In many organisations, security is one of the main concerns and reasons for Mobile Device Management deployments. The possibility to enforce passcode and restrictions to the managed devices together with remote lock and wipe provide a good set of security features. These ensure that devices are company compliant before resources can be accessed. But if you think about threats against your company devices or the possibility of sensitive data leak, it’s easy to point the finger of blame at the dangers of Internet and web browsing. Why? Because it provides the ideal platform for malicious software and threats to spread and compromise the security.
Worry no more. Our latest release included the possibility to configure web content filters to your supervised iOS devices, meaning that you can whitelist and blacklist specific web URLs in order to restrict user’s web access. Just deploy the configuration profile to your devices or put the filters as a part of a business policy, allowing business policy enforcement to deploy them automatically and do the job.
The easiest way to start is to deploy a predefined auto filter to your company devices. This denies the user’s access from most of the explicit and dangerous content that is not accepted when using corporate devices, for example, adult websites and some of the social media content. When auto filter is deployed it also denies the possibility of Googling malicious content and adult websites on Safari browser, not just block the access to the web pages. You can modify the behaviour of Apple’s automatic filter by adding your custom allowed URLs to the mix. Each entry contains a URL that is accessible whether the automatic filter allows access or not.
If auto filter is not enough in your organisation, consider adding some blacklist rules to your web content filters. This denies the configured list of URLs from the user. The rules are matched by using a string-based root matching and work on the domain level. For example, if https://domain.com/example is denied, then https://domain.com and https://domain.com/another are also blocked. The rules don’t apply to subdomain prefixes, for example, https://www.google.com and https://www.google.fi. These must be blocked by separate rules.
The third level of control, whitelist filters, provide the strongest level of security over your company devices.
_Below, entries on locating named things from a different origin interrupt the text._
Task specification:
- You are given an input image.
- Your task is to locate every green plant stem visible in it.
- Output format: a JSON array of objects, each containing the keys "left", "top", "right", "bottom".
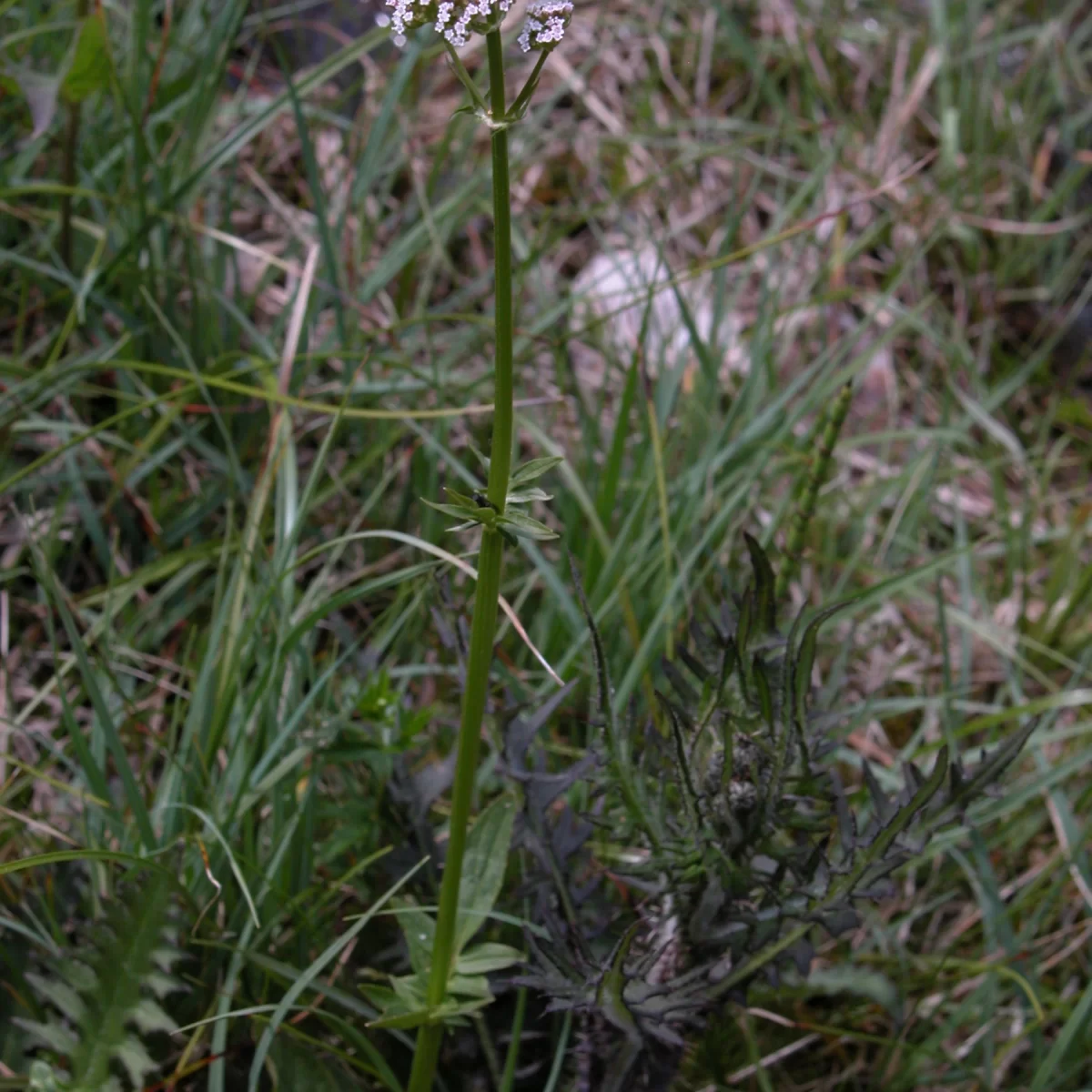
[
  {"left": 61, "top": 0, "right": 87, "bottom": 268},
  {"left": 409, "top": 31, "right": 513, "bottom": 1092},
  {"left": 774, "top": 383, "right": 853, "bottom": 599}
]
When whitelist filters are deployed to a device, the end-user is not allowed to visit any sites outside the configuration.
You can also define a title and folder for the whitelisted URL. In this case, a bookmark is created using the given title, stored on the configured folder, and added to the browser bookmarks. In this way, the user can quickly see what websites he/she is allowed to visit.
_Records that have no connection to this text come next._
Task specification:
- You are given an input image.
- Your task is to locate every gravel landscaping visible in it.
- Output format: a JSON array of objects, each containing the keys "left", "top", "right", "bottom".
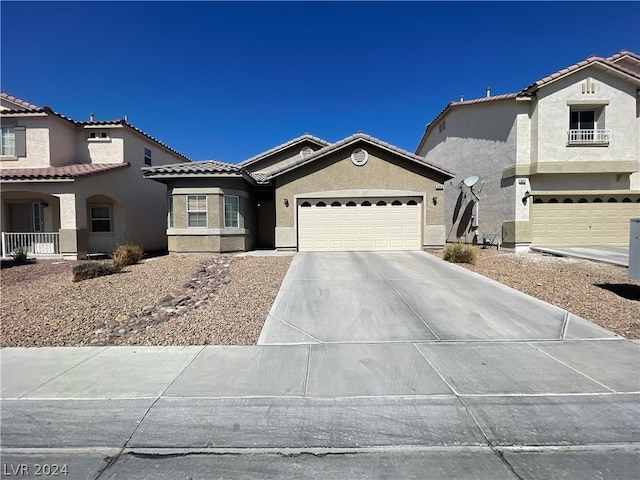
[{"left": 0, "top": 248, "right": 640, "bottom": 347}]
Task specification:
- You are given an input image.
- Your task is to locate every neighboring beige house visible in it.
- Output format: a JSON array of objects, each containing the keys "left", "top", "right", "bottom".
[
  {"left": 0, "top": 93, "right": 191, "bottom": 259},
  {"left": 416, "top": 51, "right": 640, "bottom": 248},
  {"left": 143, "top": 133, "right": 453, "bottom": 252}
]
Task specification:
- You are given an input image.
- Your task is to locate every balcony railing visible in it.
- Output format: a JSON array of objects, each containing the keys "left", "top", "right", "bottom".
[
  {"left": 567, "top": 129, "right": 611, "bottom": 145},
  {"left": 89, "top": 232, "right": 124, "bottom": 253},
  {"left": 2, "top": 232, "right": 60, "bottom": 258}
]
You can define multiple web content filters that are all active simultaneously. Only URLs and sites that pass all rules are permitted. When multiple web content filters are present:
- The blacklist is a union of all blacklist filters – Any URL that appears in any of the blacklist filters is denied from the user.
- The whitelist is an intersection of all whitelist filters – Only URLs that appear in every whitelist filter can be accessed by the user.
- If auto filter is used, the allowed URLs list is an intersection of all allowed URLs – Only URLs that appear in every allowed URLs list can be accessed by the user when they would otherwise be blocked by the automatic filter.
You can always check the current web content filters from the device side by navigating to Settings → General → Device management → Mobile Device Management → Restrictions → Web content filters.
A couple of things I noticed when developing and testing this feature were that the web content filters also applied to the 3rd party browsers, for example, Google Chrome and Firefox, which are using iOS WebKit.
In addition, when web content filters are deployed, the Safari browser denies the possibility to Google search some adult websites and malicious content, not just block the access to the web pages.
Also, one thing to note is that the possibility to clear history and website data in Safari settings is always disabled when a web content filter is deployed to a supervised iOS device. My guess is that this has something to do with audit log and parental control because obviously, you’d want to check on the actual websites that have been visited.
Similar to application black and whitelist or kiosk mode configuration profiles, web content filters modify the device behaviour drastically, and therefore, supervision is needed and justified. The main use-case scenario would be company-owned devices, excluding BYOD unless company policy requires that any device must be compliant before sensitive data, Wi-Fi and other resources can be accessed. So go ahead and supervise and enrol your devices using Apple Device Enrollment Program (DEP) or Apple Configurator to enjoy an added level of security.